Nitric oxide (NO) reacts with oxygen gas to form nitrogen dioxide (NO2), a

dark-brown gas:
2NO(g) + O2(g) -> 2NO2(g)
In one experiment 0.886 moles of NO is mixed with 0.503 moles of O2.
Calculate which of the two reactants is the limiting reagent.

Please show set up of problem and show work.

To determine which reactant is the limiting reagent, we need to compare the moles of each reactant and see which one is more limited in the reaction.

Given:
Moles of NO = 0.886 moles
Moles of O2 = 0.503 moles

To calculate the limiting reagent, we will use the stoichiometry of the balanced chemical equation.

The balanced equation is:
2NO(g) + O2(g) -> 2NO2(g)

From the balanced equation, we can see that the ratio of NO to O2 consumed is 2:1.

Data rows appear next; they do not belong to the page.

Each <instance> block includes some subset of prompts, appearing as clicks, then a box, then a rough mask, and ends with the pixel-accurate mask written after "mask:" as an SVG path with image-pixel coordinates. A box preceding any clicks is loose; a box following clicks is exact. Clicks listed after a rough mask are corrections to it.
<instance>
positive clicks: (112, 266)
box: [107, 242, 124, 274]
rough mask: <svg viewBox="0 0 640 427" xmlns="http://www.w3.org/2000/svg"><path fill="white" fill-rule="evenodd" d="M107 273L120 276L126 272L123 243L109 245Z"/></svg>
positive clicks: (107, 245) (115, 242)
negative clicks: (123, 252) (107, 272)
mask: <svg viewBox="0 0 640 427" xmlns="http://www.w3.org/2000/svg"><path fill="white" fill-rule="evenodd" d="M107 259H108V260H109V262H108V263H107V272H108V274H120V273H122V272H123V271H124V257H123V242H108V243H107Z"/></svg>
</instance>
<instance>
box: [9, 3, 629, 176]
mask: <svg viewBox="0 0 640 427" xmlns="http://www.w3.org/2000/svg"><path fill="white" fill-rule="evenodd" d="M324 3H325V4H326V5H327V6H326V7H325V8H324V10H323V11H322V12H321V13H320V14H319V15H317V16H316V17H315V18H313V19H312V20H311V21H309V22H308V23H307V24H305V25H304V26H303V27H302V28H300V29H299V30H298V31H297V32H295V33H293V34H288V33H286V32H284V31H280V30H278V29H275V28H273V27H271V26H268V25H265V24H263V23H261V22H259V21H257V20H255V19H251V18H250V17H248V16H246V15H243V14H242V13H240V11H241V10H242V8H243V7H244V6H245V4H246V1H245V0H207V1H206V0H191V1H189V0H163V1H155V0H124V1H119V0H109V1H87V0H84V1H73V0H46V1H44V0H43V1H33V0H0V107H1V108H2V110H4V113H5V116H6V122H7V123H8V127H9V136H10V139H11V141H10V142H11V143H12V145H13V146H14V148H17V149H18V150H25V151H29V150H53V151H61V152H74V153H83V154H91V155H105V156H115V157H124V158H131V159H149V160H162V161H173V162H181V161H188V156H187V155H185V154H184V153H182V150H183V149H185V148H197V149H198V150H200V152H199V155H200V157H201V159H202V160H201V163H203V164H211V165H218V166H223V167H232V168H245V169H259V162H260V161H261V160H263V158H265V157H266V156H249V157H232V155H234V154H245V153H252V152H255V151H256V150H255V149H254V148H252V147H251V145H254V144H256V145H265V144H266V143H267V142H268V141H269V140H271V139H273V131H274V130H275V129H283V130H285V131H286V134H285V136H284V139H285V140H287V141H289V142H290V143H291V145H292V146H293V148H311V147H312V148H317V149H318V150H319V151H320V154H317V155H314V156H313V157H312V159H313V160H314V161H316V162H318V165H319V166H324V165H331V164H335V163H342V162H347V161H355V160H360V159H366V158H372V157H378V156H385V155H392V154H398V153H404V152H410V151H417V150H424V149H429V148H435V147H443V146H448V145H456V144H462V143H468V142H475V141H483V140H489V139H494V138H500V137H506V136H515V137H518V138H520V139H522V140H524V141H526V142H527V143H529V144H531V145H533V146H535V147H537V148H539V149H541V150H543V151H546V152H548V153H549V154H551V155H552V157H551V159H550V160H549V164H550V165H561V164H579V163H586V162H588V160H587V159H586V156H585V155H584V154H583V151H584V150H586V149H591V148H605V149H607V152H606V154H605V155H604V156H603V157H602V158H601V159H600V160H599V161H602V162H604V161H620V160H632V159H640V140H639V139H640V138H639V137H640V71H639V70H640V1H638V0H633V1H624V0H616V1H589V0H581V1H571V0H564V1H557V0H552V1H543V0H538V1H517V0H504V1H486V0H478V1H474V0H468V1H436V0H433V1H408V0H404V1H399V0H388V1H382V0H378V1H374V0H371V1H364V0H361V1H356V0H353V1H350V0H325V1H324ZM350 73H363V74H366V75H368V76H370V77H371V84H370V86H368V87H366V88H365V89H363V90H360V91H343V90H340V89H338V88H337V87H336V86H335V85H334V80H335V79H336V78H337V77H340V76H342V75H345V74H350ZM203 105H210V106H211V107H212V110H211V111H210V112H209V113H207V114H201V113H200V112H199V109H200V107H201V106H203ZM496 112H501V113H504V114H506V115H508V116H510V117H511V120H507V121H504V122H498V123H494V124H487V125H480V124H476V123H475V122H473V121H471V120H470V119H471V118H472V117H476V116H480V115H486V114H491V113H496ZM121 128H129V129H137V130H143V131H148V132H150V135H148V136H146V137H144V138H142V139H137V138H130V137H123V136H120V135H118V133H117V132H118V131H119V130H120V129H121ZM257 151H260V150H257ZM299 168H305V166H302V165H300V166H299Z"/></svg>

1) Calculate the number of moles of NO required to react with O2:
Moles of O2 * (2 moles of NO / 1 mole of O2) = 0.503 moles * (2 moles of NO / 1 mole of O2) = 1.006 moles of NO required

2) Compare the calculated moles of NO required with the actual moles of NO given:
Moles of NO required = 1.006 moles
Moles of NO given = 0.886 moles

Since the actual moles of NO given (0.886 moles) are less than the moles of NO required (1.006 moles), it means that NO is the limiting reagent.

Therefore, in this reaction, NO is the limiting reagent, and O2 is the excess reagent.